Efforts by Nokia, Samsung on cloned handsets start to pay off in East Africa

31.07.2012

"We are doing our best in tandem with the standards body, Uganda Revenue Authority and the police, but are not likely to eliminate all 'fake' phones existent in the market," Fred Otunnu, the Corporate Communications officer at UCC said in an email response.

Currently, Uganda is one of the countries in the region with the highest rate of substandard mobile phone devices, a situation that has been attributed to the delay by legislators to enact the anti-counterfeit law. About 30 percent of all purported Nokia mobile phones sold in the local market are counterfeits, compared to 10 percent in Kenya, according to industry insiders.

Market observers believe that if CCK implements the deactivation of all SIM-cards used in counterfeit handsets, the supply in Uganda of cloned handsets could go as high as 40 percent, in effect increasing related revenue and health issues. Counterfeit phones are not made with regard to any health regulations.

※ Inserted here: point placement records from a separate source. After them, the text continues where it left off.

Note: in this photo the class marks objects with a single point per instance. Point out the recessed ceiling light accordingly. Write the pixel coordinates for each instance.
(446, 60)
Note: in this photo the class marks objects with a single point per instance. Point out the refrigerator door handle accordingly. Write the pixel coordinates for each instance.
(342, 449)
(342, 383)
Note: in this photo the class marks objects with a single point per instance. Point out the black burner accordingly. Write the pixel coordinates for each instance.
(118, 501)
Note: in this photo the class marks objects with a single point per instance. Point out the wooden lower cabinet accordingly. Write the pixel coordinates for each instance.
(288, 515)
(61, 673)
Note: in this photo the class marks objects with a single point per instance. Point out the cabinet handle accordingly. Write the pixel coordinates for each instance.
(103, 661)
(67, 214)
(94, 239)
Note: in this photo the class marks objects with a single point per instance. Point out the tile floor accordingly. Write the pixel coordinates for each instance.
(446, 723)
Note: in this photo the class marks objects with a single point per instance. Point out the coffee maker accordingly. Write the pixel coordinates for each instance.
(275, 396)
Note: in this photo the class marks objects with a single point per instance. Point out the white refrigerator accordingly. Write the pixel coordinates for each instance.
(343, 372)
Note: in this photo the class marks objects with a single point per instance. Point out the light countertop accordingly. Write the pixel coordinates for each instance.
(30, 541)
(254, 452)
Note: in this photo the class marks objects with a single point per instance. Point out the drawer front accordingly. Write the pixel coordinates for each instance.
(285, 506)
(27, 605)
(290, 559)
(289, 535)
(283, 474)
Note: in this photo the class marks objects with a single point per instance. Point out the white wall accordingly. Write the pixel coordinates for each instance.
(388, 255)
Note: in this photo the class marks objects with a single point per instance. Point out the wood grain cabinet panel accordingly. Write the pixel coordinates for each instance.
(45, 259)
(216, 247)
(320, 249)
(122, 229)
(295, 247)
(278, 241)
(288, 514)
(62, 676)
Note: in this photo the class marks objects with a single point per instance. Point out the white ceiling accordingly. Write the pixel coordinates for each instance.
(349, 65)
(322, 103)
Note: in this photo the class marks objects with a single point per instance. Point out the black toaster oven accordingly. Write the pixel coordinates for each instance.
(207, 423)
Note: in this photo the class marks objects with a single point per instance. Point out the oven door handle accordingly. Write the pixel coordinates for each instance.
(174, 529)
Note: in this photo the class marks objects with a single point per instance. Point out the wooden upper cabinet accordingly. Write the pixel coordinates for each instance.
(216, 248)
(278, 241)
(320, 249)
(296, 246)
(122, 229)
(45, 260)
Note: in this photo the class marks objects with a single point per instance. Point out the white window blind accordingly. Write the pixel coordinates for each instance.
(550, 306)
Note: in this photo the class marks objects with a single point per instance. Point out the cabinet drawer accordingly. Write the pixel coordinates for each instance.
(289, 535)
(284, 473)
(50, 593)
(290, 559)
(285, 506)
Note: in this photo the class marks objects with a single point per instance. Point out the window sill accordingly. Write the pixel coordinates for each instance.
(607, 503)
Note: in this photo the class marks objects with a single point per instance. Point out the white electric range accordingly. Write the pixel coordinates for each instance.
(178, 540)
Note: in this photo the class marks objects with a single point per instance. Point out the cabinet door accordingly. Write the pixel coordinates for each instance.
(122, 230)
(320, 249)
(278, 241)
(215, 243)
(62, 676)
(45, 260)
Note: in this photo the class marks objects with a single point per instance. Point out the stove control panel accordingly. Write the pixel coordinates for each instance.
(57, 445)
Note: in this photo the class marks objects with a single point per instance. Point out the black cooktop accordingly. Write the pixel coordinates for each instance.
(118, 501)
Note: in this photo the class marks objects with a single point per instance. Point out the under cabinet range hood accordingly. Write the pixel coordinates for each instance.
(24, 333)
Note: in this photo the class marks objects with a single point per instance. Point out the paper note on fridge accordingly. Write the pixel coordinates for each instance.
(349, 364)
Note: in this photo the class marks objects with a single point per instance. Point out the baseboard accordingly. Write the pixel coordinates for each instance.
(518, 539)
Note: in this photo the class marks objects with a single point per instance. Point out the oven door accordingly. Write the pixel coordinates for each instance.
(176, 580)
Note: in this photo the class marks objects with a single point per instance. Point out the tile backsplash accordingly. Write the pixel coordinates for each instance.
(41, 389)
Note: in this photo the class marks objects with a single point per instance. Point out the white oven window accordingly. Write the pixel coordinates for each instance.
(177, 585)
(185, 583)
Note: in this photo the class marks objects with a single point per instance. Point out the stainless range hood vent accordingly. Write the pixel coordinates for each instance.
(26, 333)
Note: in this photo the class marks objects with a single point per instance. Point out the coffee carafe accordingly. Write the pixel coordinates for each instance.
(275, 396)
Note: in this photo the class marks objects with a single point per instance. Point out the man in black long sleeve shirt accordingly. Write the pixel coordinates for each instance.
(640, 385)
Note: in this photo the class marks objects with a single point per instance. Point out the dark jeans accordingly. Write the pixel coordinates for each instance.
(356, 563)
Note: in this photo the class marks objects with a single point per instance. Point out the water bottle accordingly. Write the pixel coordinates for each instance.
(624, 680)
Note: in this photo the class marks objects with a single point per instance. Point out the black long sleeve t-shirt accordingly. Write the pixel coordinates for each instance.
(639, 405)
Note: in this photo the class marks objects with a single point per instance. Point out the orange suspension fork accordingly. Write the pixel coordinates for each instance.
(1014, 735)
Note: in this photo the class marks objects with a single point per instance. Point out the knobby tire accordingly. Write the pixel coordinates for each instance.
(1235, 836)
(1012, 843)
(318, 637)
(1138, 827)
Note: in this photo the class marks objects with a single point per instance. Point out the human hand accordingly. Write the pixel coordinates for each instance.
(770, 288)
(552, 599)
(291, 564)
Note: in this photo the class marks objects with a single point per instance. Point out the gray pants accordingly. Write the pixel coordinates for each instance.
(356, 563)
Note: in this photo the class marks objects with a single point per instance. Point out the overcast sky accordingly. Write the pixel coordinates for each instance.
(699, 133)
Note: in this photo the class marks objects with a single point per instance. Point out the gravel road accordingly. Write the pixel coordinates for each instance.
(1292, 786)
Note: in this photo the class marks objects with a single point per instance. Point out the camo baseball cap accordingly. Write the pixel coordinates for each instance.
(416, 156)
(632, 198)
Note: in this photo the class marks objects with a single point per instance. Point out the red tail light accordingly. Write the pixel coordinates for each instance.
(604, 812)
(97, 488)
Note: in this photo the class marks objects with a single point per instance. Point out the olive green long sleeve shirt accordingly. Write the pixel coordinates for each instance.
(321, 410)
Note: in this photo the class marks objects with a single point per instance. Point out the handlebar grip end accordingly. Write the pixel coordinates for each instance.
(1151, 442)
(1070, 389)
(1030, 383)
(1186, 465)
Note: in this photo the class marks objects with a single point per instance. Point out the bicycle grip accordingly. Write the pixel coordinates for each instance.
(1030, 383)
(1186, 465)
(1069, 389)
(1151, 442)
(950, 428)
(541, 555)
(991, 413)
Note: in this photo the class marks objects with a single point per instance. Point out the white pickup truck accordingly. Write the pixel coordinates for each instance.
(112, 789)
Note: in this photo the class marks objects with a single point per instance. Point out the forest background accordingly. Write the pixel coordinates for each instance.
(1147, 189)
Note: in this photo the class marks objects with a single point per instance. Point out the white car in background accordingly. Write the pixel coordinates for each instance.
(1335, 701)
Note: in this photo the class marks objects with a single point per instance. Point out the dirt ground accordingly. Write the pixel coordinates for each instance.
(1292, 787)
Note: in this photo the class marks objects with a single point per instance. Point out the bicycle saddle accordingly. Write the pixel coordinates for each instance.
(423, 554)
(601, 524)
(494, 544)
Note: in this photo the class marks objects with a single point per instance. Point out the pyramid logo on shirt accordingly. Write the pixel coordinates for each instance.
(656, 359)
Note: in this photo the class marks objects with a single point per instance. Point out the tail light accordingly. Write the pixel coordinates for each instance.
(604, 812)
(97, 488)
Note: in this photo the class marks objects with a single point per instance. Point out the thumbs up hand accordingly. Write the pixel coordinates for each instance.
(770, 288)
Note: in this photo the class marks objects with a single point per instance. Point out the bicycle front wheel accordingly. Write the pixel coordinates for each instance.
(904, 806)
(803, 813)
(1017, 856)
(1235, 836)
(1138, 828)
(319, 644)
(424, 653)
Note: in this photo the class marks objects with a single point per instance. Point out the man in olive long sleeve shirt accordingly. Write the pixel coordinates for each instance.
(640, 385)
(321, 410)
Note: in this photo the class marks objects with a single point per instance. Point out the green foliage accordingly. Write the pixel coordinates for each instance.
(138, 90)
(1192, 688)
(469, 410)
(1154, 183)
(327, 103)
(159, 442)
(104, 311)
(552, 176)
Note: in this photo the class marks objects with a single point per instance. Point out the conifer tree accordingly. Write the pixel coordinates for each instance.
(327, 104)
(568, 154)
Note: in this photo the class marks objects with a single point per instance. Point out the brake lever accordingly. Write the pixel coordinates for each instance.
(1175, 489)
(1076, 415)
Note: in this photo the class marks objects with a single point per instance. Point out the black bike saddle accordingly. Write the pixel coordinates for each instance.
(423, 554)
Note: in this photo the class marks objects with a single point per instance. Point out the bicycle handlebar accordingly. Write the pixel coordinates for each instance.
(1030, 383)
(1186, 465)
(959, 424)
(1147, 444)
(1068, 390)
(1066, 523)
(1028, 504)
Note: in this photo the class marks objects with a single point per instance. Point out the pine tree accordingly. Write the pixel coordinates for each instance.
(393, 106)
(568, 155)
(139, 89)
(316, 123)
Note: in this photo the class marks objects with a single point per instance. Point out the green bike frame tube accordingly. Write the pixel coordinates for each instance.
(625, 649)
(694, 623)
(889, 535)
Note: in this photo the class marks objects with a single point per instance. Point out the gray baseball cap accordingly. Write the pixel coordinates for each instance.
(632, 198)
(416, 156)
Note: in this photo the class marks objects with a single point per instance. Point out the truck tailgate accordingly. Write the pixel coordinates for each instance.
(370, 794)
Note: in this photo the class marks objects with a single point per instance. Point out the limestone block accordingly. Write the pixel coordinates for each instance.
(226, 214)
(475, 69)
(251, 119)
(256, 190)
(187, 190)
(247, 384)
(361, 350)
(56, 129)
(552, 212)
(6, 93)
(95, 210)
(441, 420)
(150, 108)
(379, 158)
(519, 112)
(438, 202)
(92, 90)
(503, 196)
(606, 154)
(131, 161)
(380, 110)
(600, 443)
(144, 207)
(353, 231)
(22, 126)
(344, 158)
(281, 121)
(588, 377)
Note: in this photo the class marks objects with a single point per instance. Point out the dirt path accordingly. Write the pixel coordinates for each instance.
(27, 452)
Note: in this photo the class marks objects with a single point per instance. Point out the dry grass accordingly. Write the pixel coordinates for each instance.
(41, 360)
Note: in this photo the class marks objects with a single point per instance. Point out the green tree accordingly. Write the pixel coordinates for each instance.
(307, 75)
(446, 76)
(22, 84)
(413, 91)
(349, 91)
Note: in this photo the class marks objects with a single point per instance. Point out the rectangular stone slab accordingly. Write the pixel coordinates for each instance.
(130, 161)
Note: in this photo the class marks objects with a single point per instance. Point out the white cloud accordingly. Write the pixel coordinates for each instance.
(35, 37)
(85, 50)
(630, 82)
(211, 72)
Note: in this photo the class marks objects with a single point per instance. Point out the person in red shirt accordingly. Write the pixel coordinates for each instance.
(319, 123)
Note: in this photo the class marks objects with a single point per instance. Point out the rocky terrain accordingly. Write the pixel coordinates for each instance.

Nokia officials have been cited in press reports pointing to estimates from the Kenyan Anti Counterfeit Authority that suggest the country loses around $32 million annually through tax evasion on the sale of fake handsets, and estimates that the East Africa region could be losing as much as $200m a year.

Nokia has meanwhile been active in lobbying governments to reduce taxes on mobile handsets, a move that the Kenyan government made and which has been credited in leading to a great reduction in the number of counterfeit devices.